Berlin/Brandenburg: Licht und Schatten beim Fahrplanwechsel

Der Fahrplanwechsel zum 11. Dezember in Berlin und Brandenburg ist insgesamt gut verlaufen. Der Verkehr durch den Nord-Südtunnel verlief weitgehend planmäßig. Verspätungen gab es am Morgen bei den umgeleiteten Zügen der Linien RE1 und RB21. Der Umstieg von der Linie S3 zu den weiterführenden Linien am Ostkreuz funktionierte zumeist reibungslos. Große Probleme gab es allerdings auf der Regionalexpress-Linie RE2 von und nach Cottbus.

Nach Beobachtungen des Verkehrsverbundes Berlin-Brandenburg ist die Umstellung auf den neuen Fahrplan an vielen Stellen zufriedenstellend umgesetzt worden. Die Regionalexpress-Linien RE3, RE4 und RE5 verkehrten weitgehend fahrplanmäßig. Die Ostdeutsche Eisenbahn (ODEG) nahm den Betrieb auf den Linien OE33 und OE51 auf. Die neuen Verbindungen der Linien RE6 und NE27 zum Bahnhof Berlin Gesundbrunnen sowie der RB10 zum Berliner Hauptbahnhof wurden gut angenommen. Fahrgäste der S-Bahnlinie S3 aus Richtung Erkner konnten am Ostkreuz ohne großes Gedrängel auf andere S-Bahnen umsteigen.
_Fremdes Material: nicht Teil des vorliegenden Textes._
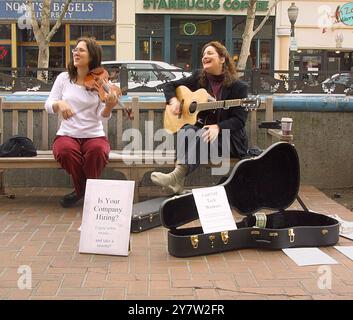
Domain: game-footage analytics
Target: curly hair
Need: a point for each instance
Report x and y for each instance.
(229, 70)
(95, 53)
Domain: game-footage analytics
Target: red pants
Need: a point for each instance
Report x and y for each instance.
(82, 158)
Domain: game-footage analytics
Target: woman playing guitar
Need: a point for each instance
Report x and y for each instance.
(218, 76)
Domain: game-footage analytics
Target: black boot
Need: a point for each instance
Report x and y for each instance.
(70, 199)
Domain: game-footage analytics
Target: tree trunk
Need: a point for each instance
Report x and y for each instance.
(247, 35)
(43, 34)
(43, 61)
(249, 32)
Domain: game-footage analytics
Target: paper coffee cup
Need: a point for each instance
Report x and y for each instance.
(286, 124)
Auch der Umstieg der Fahrgäste, die wegen der Fernbahnsperrung zwischen Wannsee und Charlottenburg die S7 nutzen, verlief weitgehend störungsfrei. Die S-Bahnen fuhren alle mit maximaler Länge und waren gut besetzt, aber nicht überfüllt. Die umgeleiteten Züge der RE1 und der RB 21 über Golm und Spandau verspäteten sich teilweise um bis zu 10 Minuten. Diese Züge bieten noch freie Plätze und umsteigefreie Verbindungen für Reisende zwischen Potsdam Charlottenhof, Potsdam Park Sanssouci, Golm und Berlin.
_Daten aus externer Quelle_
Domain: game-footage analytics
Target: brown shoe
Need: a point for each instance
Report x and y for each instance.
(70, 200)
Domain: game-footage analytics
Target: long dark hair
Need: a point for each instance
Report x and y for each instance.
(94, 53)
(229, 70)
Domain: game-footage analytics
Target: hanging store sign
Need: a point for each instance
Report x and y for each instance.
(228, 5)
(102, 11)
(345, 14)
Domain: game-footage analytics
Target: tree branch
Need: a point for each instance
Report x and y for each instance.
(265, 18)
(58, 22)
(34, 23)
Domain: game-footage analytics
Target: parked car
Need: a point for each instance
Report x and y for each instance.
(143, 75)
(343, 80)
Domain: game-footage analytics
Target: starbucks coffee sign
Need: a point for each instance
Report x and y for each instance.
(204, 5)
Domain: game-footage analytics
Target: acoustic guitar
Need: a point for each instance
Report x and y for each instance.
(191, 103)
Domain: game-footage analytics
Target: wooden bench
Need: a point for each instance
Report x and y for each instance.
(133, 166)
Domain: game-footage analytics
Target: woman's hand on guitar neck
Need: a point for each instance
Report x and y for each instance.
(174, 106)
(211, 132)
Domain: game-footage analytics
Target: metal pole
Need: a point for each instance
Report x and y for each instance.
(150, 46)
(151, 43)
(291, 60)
Unzureichend war die Information für die Fahrgäste bzgl. der Grunewaldsperrung vor allem an den Bahnhöfen. Hier erwartet der VBB Verbesserungen durch zusätzliche Aushänge und Lautsprecherdurchsagen. Die Informationen in den Zügen waren dagegen aus Sicht des VBB weitgehend zufriedenstellend.

Große Probleme bereitete der Fahrplanwechsel den Fahrgästen auf der Regionalexpresslinie RE2. Hier kam es zu Verspätungen von bis zu 40 Minuten. VBB-Geschäftsführer Hans-Werner Franz: „Anlaufschwierigkeiten bei einem solch umfangreichen Fahrplanwechsel gibt es immer, doch die offenbar technischen Probleme auf der neu ausgebauten Strecke sind nach einem Jahr Vorbereitungszeit unverständlich und völlig inakzeptabel. Statt der 20 Minuten Zeitersparnis von und nach Cottbus hatten wir heute unzumutbare Verspätungen! Für die Umsetzung des Fahrplanwechsels können wir hier allenfalls die Note ‚ausreichend‘ vergeben. Hier müssen die Ursachen umgehend geklärt und beseitigt werden.“ (Pressemeldung VBB, 13.12.11).